Jim Rickards: Money Printing Will Destroy Confidence At Some Point

Monday, April 14, 2014
By Paul Martin

Gold Silver Worlds
April 14, 2014

In a recent online presentation organized by bullion service provider GoldCore, Jim Rickards explained the current economic environment and what it means to gold investors. His main premise is that central bank intervention is very destructive in the long term and that there is no economic recovery. Gold investors should keep part of their wealth in physical form, not as an investment, but rather as wealth protection.

Jim Rickards on deflation and the risk of collapse:

The system is now larger than 2008 — make the system bigger and you’re going to have a bigger collapse. We are further down the timeline.
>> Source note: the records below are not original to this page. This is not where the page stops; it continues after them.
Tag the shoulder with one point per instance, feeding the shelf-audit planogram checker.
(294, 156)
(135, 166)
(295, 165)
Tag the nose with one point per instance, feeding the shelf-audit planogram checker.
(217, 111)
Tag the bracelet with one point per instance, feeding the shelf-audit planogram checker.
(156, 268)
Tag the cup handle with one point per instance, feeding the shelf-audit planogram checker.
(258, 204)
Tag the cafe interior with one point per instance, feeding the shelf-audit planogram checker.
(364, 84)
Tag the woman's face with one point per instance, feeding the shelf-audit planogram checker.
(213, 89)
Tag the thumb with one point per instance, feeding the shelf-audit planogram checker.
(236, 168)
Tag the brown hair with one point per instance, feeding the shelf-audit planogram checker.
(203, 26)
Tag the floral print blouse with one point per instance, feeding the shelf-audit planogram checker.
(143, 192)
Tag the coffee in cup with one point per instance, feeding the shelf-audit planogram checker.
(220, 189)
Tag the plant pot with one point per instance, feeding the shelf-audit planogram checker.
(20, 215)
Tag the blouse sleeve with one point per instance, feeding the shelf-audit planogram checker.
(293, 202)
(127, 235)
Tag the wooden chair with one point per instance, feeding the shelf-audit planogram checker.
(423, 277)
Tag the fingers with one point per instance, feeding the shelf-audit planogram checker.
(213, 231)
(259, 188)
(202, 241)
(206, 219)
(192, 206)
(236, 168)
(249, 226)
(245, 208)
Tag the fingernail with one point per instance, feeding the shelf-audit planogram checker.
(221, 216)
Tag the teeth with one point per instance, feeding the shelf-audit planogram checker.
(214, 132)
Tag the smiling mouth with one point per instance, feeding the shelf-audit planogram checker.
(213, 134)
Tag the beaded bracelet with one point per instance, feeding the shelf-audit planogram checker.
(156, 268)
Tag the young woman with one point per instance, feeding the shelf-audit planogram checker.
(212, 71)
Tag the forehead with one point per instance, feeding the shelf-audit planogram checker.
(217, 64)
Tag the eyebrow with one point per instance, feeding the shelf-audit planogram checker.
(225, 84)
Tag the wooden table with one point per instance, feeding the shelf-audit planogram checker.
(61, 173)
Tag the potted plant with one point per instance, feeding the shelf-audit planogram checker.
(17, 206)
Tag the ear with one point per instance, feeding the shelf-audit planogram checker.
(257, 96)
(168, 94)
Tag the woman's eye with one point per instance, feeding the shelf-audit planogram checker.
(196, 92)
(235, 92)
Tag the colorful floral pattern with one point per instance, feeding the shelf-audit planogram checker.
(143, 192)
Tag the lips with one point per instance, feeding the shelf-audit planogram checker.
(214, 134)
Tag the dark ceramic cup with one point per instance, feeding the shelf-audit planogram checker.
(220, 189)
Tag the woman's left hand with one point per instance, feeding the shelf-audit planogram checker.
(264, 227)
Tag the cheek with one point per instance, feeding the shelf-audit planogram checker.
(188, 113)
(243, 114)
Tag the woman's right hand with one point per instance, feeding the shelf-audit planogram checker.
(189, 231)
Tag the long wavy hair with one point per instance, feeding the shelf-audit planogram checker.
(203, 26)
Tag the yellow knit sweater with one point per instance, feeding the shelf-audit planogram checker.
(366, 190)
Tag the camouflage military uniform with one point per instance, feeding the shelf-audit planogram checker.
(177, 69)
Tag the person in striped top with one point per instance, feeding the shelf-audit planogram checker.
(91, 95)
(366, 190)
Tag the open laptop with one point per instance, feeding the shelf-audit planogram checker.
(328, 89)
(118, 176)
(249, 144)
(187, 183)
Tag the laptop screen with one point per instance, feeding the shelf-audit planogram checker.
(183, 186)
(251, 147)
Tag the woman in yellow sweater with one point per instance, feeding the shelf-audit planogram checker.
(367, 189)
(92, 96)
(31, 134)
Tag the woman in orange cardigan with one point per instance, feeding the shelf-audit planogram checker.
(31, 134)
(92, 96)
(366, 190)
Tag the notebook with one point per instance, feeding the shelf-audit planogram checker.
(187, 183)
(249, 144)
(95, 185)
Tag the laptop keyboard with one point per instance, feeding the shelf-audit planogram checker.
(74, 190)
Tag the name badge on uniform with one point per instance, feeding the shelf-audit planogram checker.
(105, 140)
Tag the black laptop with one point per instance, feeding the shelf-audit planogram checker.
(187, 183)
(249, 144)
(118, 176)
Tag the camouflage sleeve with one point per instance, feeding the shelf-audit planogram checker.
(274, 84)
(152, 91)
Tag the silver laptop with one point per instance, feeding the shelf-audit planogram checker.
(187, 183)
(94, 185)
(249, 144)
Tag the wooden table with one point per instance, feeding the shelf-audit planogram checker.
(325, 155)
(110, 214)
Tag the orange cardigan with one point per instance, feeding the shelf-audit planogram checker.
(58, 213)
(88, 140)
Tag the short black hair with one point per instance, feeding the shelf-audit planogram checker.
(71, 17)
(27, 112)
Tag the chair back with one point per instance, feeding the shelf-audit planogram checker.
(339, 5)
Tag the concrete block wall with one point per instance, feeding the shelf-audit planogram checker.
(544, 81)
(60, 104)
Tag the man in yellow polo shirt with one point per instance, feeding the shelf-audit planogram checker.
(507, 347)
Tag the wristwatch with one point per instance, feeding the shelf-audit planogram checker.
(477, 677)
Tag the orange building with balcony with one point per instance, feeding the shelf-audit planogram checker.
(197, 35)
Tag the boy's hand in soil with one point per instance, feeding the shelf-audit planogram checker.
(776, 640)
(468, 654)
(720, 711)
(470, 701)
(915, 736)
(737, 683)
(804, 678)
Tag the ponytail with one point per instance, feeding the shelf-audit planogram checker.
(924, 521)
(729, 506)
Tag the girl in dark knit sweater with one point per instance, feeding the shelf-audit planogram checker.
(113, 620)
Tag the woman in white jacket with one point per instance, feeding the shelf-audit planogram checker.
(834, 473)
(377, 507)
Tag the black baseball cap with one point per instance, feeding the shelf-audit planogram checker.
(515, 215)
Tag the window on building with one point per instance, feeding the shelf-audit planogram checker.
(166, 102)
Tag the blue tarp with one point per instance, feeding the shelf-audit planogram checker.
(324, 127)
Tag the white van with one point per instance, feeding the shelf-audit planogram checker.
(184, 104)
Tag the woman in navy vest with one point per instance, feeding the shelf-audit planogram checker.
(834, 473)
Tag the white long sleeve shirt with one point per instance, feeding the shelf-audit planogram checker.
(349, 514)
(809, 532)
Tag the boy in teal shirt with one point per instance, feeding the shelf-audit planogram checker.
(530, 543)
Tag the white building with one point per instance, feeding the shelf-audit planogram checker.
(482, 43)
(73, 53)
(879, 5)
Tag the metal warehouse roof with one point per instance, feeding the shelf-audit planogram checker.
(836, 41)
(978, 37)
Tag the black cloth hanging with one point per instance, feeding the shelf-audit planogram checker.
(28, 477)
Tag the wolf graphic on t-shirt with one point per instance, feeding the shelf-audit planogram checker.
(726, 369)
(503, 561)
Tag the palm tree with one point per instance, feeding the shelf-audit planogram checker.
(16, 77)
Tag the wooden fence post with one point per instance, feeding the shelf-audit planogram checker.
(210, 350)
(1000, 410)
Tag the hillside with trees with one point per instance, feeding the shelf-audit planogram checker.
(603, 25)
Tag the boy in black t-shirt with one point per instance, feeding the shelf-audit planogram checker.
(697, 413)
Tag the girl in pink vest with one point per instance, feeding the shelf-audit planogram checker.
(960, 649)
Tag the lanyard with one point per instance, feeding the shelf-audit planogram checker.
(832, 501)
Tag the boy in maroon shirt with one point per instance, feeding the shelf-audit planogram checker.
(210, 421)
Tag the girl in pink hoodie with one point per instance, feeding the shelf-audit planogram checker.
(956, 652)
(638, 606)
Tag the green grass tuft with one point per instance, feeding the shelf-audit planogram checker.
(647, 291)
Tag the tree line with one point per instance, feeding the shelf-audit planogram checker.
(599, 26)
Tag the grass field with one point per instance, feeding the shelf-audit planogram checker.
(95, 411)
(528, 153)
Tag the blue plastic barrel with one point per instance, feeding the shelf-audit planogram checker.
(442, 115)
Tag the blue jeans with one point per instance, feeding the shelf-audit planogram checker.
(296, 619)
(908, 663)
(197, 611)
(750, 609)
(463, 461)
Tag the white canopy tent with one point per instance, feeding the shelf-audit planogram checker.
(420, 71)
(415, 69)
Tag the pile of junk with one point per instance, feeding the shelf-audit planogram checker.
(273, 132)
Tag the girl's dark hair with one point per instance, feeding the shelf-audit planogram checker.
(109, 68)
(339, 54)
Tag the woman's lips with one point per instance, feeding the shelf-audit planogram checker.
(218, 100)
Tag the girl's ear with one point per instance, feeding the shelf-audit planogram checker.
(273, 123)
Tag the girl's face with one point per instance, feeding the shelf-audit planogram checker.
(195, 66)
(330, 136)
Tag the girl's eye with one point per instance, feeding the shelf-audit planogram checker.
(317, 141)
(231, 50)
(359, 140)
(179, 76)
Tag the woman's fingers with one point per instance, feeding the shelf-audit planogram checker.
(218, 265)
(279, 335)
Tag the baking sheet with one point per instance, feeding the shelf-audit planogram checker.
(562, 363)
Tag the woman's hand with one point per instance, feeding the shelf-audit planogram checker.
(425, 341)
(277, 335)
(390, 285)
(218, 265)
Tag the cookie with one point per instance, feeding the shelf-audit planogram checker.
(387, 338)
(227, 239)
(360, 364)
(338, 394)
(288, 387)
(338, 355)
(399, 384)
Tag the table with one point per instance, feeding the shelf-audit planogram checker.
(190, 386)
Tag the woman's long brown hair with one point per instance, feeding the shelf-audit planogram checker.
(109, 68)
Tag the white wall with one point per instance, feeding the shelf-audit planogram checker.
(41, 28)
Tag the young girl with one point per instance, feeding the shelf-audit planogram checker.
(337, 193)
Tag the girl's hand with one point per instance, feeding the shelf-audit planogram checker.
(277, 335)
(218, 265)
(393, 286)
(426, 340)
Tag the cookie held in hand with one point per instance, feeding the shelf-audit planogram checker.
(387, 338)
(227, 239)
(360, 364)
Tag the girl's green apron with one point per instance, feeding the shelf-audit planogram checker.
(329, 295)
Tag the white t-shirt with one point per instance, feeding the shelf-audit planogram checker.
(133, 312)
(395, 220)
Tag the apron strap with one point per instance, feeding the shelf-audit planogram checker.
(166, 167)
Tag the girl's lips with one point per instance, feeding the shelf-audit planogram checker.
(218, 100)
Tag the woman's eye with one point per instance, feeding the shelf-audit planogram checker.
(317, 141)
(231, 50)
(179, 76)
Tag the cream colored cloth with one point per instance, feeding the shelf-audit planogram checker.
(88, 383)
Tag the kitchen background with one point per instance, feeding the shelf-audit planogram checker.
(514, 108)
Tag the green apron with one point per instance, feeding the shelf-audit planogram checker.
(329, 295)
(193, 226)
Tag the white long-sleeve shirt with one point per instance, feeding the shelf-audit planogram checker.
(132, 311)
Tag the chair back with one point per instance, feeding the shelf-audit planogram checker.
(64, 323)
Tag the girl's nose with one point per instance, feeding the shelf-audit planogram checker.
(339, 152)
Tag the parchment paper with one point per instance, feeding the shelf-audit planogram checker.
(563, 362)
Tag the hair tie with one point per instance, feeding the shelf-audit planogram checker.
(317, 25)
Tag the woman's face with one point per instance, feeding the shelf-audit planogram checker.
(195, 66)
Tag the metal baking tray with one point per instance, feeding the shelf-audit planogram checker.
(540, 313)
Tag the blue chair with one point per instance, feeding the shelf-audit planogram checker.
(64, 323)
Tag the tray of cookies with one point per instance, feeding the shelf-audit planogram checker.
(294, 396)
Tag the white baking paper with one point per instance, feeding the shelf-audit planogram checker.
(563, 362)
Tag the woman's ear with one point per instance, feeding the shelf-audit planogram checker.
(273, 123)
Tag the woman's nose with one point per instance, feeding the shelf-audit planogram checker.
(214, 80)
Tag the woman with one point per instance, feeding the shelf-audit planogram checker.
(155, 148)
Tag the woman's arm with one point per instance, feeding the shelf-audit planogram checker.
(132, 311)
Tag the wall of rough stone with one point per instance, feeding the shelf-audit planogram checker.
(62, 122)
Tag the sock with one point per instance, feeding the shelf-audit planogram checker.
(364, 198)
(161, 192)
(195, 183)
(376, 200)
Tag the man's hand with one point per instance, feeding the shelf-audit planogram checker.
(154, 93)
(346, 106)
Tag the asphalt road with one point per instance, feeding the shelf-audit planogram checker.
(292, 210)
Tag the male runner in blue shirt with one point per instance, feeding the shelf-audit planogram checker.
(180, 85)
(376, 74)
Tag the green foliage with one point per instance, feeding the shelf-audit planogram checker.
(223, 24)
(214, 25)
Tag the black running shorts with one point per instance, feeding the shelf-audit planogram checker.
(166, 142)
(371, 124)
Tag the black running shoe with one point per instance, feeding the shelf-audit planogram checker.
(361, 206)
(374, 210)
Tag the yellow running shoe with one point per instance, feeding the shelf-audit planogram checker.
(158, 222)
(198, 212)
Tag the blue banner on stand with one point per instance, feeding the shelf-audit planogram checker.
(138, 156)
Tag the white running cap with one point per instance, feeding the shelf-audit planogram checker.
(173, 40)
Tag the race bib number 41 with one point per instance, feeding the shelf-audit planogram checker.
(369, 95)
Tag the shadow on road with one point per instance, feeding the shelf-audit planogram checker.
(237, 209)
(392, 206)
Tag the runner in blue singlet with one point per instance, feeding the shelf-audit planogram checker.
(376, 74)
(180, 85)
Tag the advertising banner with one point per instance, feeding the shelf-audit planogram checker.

The ultimate thesis is that deflation is the biggest problem in the world. The world wants to deflate but central banks and governments cannot have deflation – it increases the debt-to-GDP ratio, destroys tax collection, creates bad debts and hurts the banks. So central banks will do anything to avoid deflation. The way they do this is to print money. But if you print too much money then you’ll collapse confidence in the U.S. dollar.

The U.S. dollar is ultimately backed by confidence, as also said by Paul Volcker. The Fed is insolvent on a mark to market basis. I came to this conclusion himself, but insiders have also told me this privately; they won’t say it publicly.

Money is a perpetual non-interest-bearing note issued by an insolvent central bank. How long can that go on before people walk away from it?